“Pensioni, riforma entro il 2003″

13/12/2002

13 dicembre 2002

 
Pagina 6 – Economia
 
 
IL CASO
Annuncio di Maroni. Allarme dei sindacati
"Pensioni, riforma entro il 2003"
          Cgil, Cisl e Uil si oppongono al taglio dei contributi. L´appello di D´Alema


          ROMA – La riforma previdenziale verrà fatta entro il 2003. Lo ha detto il ministro del Welfare, Roberto Maroni. Il ministro ha detto di essere rimasto «sorpreso» dalle affermazioni del super-esperto del ministero dell´Economia, Giuseppe Vitaletti, secondo il quale la riforma non sarebbe urgente. Maroni ha osservato invece che, «come ha detto Bossi, il 2003 sarà l´anno delle riforme e si farà dunque anche la riforma previdenziale». «La faremo nel 2003 – ha ribadito il ministro Lumbard – anche se non fosse necessario», se non ci fosse cioè l´urgenza.

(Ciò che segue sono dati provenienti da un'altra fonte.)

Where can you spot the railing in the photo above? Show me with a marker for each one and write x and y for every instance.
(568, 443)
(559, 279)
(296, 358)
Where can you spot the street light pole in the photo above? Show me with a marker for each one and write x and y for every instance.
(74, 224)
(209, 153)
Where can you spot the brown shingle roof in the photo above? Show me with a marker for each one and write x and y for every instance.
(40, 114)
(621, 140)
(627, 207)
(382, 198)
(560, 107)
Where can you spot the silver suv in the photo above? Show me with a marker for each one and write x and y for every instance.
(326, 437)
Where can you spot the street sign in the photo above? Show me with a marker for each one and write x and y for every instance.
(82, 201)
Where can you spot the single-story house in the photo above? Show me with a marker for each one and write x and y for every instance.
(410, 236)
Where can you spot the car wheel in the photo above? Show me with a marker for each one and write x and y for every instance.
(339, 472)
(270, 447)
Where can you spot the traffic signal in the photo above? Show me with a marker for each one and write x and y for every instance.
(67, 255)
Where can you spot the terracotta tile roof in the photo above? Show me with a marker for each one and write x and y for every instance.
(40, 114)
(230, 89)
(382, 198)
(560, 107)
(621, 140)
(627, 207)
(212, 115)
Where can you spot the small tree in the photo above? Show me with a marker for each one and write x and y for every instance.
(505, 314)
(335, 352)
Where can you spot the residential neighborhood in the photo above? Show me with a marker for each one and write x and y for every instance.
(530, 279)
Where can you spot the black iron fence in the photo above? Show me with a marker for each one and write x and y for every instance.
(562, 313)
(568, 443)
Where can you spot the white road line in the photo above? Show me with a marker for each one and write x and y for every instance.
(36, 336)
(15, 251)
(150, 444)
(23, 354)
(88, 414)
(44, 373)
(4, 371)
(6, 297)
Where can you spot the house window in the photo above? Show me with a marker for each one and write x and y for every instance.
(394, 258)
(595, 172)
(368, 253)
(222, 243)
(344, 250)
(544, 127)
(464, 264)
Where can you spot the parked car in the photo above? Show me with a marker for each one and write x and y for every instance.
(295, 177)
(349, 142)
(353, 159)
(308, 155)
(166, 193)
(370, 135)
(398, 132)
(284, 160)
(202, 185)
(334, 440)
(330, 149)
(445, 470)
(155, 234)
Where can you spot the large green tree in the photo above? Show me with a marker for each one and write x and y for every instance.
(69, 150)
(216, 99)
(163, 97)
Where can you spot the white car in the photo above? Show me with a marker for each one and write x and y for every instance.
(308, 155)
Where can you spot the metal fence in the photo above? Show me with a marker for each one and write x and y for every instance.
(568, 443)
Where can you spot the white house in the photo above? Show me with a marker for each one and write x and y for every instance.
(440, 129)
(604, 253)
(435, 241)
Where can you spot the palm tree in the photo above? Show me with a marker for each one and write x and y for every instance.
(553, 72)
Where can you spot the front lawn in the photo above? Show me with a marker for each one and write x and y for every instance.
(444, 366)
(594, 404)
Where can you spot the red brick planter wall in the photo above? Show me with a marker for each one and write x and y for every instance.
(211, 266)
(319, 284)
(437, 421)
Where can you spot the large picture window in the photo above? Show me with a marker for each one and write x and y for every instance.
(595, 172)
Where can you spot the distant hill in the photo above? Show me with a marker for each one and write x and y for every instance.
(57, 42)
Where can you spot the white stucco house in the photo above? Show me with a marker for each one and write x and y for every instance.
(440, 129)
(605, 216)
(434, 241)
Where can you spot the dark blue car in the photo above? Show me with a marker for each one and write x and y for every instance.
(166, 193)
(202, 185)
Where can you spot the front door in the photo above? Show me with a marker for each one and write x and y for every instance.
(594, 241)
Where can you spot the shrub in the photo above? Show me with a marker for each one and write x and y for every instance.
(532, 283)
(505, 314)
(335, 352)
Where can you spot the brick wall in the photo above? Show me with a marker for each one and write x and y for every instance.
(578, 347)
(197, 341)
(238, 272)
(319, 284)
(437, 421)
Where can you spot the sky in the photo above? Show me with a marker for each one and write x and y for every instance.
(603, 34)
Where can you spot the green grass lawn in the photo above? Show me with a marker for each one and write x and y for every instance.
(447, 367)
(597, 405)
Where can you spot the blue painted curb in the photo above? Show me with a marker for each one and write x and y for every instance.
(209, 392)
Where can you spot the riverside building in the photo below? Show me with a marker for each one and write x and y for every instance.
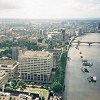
(3, 78)
(35, 66)
(10, 66)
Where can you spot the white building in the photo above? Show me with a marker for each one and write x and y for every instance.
(3, 78)
(35, 65)
(10, 66)
(4, 96)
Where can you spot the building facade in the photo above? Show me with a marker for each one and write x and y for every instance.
(3, 78)
(56, 56)
(35, 66)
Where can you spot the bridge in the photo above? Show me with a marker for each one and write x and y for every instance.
(79, 42)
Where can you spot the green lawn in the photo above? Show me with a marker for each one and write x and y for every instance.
(43, 92)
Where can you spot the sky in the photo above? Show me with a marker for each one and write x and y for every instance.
(49, 9)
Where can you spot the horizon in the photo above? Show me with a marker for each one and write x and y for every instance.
(49, 9)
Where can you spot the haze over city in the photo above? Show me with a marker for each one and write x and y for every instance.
(49, 9)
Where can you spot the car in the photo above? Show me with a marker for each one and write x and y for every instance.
(84, 70)
(87, 64)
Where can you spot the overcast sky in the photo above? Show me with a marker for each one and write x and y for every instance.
(49, 9)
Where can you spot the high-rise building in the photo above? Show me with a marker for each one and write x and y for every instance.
(35, 66)
(63, 33)
(15, 53)
(10, 66)
(56, 56)
(98, 27)
(3, 78)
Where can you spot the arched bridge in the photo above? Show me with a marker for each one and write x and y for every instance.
(79, 42)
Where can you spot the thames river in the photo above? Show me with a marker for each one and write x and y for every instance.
(77, 86)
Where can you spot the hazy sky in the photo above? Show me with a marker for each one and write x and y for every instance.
(49, 9)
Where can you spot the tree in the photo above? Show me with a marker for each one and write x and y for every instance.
(57, 87)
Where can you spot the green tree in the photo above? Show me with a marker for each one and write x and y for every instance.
(57, 87)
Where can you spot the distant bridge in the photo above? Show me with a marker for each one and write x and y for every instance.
(79, 42)
(87, 42)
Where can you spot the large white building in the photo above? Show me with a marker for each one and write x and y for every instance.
(10, 66)
(35, 66)
(3, 78)
(24, 97)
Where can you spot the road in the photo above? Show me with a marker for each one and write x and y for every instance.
(77, 86)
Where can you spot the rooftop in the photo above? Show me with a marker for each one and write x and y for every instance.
(2, 74)
(36, 54)
(6, 62)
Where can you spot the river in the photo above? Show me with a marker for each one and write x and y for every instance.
(77, 86)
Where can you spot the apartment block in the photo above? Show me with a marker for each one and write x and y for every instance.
(56, 56)
(10, 66)
(3, 78)
(36, 66)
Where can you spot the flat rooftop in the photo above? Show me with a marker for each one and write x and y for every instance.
(2, 74)
(32, 54)
(7, 62)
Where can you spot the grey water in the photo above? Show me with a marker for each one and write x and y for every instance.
(77, 86)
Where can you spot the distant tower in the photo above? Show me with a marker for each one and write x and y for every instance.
(98, 27)
(15, 53)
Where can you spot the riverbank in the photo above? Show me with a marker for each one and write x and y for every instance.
(75, 77)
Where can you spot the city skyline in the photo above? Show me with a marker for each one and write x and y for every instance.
(49, 9)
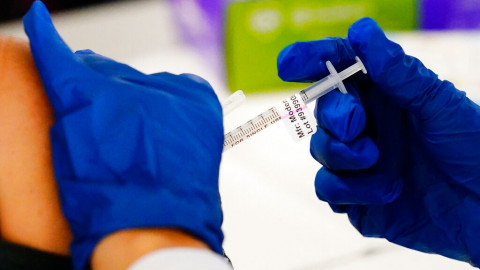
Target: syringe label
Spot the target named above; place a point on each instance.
(298, 119)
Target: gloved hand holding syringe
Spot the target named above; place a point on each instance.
(293, 110)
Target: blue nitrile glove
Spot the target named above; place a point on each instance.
(401, 152)
(130, 150)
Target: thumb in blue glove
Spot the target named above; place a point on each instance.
(130, 150)
(399, 152)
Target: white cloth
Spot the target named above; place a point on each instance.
(181, 259)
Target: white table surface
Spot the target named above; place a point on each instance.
(272, 217)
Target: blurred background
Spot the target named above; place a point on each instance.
(273, 219)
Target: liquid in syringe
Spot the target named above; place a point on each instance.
(293, 110)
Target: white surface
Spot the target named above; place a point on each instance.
(272, 217)
(181, 259)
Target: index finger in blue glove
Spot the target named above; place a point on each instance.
(306, 61)
(54, 60)
(404, 78)
(341, 114)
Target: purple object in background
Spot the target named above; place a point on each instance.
(450, 14)
(201, 23)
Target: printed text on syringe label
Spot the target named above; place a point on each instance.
(298, 119)
(251, 128)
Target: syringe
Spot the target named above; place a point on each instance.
(295, 107)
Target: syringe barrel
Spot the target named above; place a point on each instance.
(318, 89)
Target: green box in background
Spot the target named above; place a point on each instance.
(256, 31)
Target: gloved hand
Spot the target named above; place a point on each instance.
(130, 150)
(401, 152)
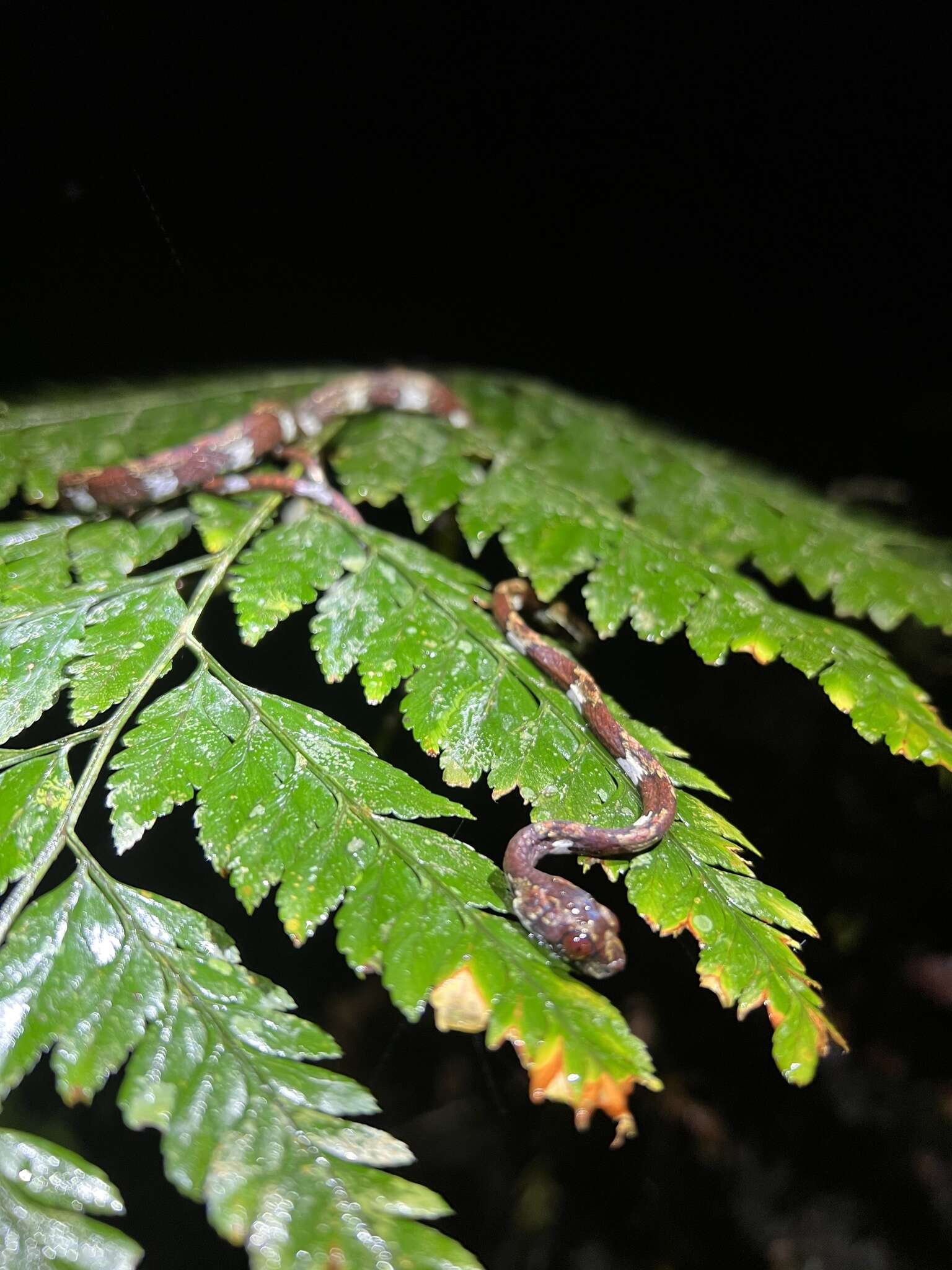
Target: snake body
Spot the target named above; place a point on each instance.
(558, 912)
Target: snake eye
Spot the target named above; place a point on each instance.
(578, 946)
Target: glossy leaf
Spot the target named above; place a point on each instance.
(485, 709)
(33, 796)
(288, 798)
(47, 1196)
(97, 972)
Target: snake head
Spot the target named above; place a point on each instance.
(596, 949)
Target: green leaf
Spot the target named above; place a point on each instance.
(33, 658)
(289, 798)
(283, 571)
(99, 427)
(425, 460)
(123, 638)
(33, 796)
(172, 751)
(487, 709)
(97, 972)
(46, 1194)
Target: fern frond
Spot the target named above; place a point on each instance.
(288, 798)
(555, 494)
(407, 614)
(47, 1197)
(103, 975)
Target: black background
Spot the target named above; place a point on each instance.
(739, 226)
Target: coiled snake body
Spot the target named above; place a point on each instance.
(562, 915)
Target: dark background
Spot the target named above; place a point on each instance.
(738, 226)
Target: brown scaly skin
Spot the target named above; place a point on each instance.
(239, 445)
(562, 915)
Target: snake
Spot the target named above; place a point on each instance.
(560, 915)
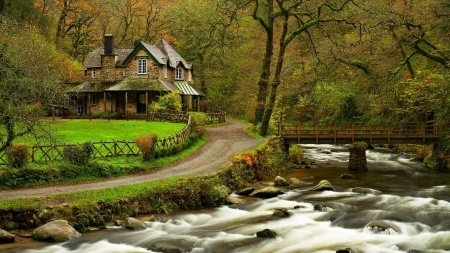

La riforma, ha aggiunto, sarà fatta «in base alla delega che verrà approvata definitivamente il prossimo anno, a prescindere dalle gobbe».
          La sortita di Maroni ha provocato una levata di scudi dei sindacati. Il ministro del Welfare può fare la riforma delle pensioni entro il 2003, ma sappia che il taglio dei contributi previsto nella delega è «inaccettabile». Per questo – sostengono unite Cgil, Cisl e Uil – la delega va corretta, possibilmente nell´ambito di un confronto con le parti sociali. «Anziché le continue esternazioni, per altro spesso contraddittorie fra di loro – afferma il segretario confederale della Cgil, Morena Piccinini – sarebbe bene che il ministro desse avvio ad un serio confronto con le organizzazioni sindacali, cosa che fino ad ora non è avvenuta».
          Sul tema previdenziale è intervenuto ieri polemicamente anche D´Alema. «Trovo clamoroso – ha detto – che il governo Berlusconi abbia saltato a piè pari il problema della riforma delle pensioni». La cosa assurda, secondo il presidente dei Ds, è che chi doveva farsi alfiere del neoliberismo non abbia affrontato il tema, «quando è evidente che il problema del paese non è l´articolo 18, ma semmai il completamento della riforma previdenziale con il contributivo pro rata». Quanto all´articolo 18, ha aggiunto D´Alema, «è sacrosanto e va difeso ma non coincide con l´obbligo di reintegro». In questo senso, secondo il presidente dei Ds, va valutata la proposta di Pietro Ichino «che consente di volta in volta di valutare come tutelare quel principio».